Let these indications be added to those we have quoted or referred to, which shew the writings of the Apostles were regarded as inspired and classed with those of "other Scriptures," and it will be seen they fit no other view than that the Apostles were by their teaching and example to be the permanent authority in the Church until Christ’s return. And here we have the analogy of the Old Covenant. Jesus taught that men had Moses and the Prophets, although these were all dead, and said that those who could not learn their duty from Moses and the Prophets would not do so though one were sent to them from the dead. "Moses," said James to the Jerusalem Conference, "from generations of old hath in every city them that preach him, being read in the synagogues every Sabbath Day (Acts 15:21).

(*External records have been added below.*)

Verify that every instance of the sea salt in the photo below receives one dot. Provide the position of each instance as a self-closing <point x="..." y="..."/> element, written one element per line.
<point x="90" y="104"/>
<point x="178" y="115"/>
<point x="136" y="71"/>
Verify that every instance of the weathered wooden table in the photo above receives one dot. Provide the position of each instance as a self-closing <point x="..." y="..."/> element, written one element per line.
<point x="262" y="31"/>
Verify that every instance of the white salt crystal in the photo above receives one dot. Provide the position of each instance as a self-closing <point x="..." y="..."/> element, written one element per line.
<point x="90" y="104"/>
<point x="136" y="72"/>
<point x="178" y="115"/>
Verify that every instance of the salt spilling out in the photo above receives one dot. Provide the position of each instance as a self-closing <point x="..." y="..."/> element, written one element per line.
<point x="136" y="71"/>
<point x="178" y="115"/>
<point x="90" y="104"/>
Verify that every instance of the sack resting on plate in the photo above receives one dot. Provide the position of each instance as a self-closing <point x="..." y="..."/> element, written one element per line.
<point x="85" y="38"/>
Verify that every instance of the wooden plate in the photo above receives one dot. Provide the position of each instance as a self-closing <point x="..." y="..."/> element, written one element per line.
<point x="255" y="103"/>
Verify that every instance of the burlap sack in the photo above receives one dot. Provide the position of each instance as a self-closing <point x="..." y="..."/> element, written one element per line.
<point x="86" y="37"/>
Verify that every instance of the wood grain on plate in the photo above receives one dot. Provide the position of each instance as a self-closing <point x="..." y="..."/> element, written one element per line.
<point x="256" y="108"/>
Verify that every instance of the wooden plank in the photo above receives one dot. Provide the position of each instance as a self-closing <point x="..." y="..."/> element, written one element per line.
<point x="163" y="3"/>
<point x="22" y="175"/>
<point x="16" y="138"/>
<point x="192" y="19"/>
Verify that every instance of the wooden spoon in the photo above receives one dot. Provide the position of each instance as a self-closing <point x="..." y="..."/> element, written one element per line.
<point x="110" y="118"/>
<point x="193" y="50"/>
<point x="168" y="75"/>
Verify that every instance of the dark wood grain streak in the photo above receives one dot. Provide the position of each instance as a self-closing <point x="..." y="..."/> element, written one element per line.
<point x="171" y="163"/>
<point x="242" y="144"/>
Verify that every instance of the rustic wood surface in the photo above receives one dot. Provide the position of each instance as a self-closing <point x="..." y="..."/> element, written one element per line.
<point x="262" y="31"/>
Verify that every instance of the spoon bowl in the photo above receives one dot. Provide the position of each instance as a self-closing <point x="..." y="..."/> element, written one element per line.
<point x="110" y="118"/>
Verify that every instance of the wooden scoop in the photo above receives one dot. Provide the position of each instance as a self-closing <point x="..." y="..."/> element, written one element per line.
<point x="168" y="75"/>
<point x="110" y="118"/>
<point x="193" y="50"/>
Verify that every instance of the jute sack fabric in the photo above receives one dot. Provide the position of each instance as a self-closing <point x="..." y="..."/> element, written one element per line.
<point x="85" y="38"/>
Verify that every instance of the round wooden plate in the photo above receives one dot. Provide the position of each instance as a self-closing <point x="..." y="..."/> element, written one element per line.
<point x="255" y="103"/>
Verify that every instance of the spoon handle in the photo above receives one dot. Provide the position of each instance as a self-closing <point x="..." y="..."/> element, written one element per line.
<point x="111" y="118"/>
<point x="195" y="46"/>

We conclude that the view which the New Testament suggests is that which was accepted from the beginning before "Apostolical Succession" or "Restored Apostles" were heard of, viz., that, just as Moses and the Prophets continued to speak God’s word through their writings, so the Apostles and Prophets of the early Church were to continue to teach the "all things" necessary for the conversion of the world and the well-being of the Church through the writings of the New Covenant Scriptures. After looking in Chapter V., at some alleged imperfections in Apostolic teaching and example, we shall consider in Chapter VI., how Christianity stands, or rather does not stand, if the Apostles be rejected from the exalted place which, as we have sought to show, Christ intended them to occupy unto "the end of the world."